The Bible: songs and wise sayings

A great deal of the Old Testament is written in poetry.  Like most of the Jewish Scriptures that Christians know as the Old Testament, it is written in Hebrew.  It is typical of the poetry of the time.  It does not rhyme, but has lines in pairs, which echo each other in meaning, imagery or rhythm.  Occasionally there are technical devices that do not translate well into English, such as having the first letter of each line work its way through the Hebrew alphabet.

150 hymns make up the book of Psalms.  They were a cycle of songs used by the Hebrew people (subsequently known as the Jews) in worship in the temple.  Every imaginable sentiment that a human being might need to express honestly to God is found here.  There is praise, pleading, fury, doubt, recollection of happy times, trust in secure times, and despair in times of suffering.

A large amount of the Bible’s poetry concerns whether it is possible to believe in a loving God when there is so much suffering in the world.  It is the subject of the book of Job, which is presented as a play in verse.  In it a faithful worshipper of God refuses to lose trust in him despite every misfortune that life throws at him.

There is an unexpectedly sympathetic hearing given in Ecclesiastes to the idea that food, drink, sex and sun are all you need on God’s good earth.

Song of Songs is an erotic poem.  Christians have sometimes interpreted it as being about the love between God and his people, although this sits awkwardly with the sexier parts.

Proverbs is a collection of the sayings of Israel’s wise men and women.  It gives advice on how to take a godly approach to friendship, work, health, shopping and family relationships.  It does this using jokes, riddles and memorable sayings.

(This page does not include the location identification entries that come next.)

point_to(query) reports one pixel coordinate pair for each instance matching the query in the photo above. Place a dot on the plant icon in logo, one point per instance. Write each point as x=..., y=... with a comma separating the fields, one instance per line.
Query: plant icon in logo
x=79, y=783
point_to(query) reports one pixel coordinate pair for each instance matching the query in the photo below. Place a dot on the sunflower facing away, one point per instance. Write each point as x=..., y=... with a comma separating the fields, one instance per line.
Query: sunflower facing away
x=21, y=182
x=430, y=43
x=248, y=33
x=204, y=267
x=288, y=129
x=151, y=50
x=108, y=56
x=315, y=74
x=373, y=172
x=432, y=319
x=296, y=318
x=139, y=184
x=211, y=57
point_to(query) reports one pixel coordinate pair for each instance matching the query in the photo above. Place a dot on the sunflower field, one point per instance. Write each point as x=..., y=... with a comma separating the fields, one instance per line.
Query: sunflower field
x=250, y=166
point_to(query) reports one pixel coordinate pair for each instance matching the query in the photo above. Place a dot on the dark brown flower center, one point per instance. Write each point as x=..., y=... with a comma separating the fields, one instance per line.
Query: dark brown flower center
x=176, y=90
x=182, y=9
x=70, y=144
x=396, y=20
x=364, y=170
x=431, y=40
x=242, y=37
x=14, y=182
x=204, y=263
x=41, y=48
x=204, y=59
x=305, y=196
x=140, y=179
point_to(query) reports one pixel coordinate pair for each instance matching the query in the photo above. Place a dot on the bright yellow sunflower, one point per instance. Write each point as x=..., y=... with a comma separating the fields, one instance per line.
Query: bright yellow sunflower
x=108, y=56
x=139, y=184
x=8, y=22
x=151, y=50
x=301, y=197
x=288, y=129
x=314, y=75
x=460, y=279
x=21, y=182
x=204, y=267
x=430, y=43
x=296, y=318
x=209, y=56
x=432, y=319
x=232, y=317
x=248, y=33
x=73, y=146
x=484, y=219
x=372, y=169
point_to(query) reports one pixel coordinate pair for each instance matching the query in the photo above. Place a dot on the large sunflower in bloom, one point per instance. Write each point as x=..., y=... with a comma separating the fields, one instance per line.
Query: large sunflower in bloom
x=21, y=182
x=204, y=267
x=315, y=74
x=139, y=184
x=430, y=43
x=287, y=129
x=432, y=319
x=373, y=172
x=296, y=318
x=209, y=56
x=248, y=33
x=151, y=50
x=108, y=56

What the Bible says about it

An extract from the Bible:

My God, my God, why have you forsaken me?
Why are you so far from saving me,
so far from the words of my groaning?

O my God, I cry out by day,
but you do not answer,
by night, and am not silent.

Yet you are enthroned as the Holy One;
you are the praise of Israel.

In you our fathers put their trust;
they trusted and you delivered them.

Where to find it:

Psalm 22:1-4.

About these words:

This is the beginning of a poem that attempts to hold together despair and hope in God.  Jesus screamed it in the minutes before his death.  It is one of many parts of the Bible that give voice to the uncertainty about God that is the experience of every human.

And they said…

Athanasius, 296-373, Bishop of Alexandria:

The Psalms are like a mirror, in which one can see oneself and the movements of one’s own heart.

Graham Kendrick, writer of songs for Christian worship:

I remember talking to a jeweller who was trying to justify the cost of a pair of diamond stud ear rings.  He said that for every carrot of diamond you have to shift twenty-five metric tonnes of rock and dirt.  We are in the same business. I sometimes feel that to mine a gem of a song you just have to dig a lot of dirt.

Samuel Taylor Coleridge, 1772-1834, poet:

I have found in the Bible words for my inmost thoughts, songs for my joy, utterance for my hidden griefs, and pleadings for my shame and feebleness.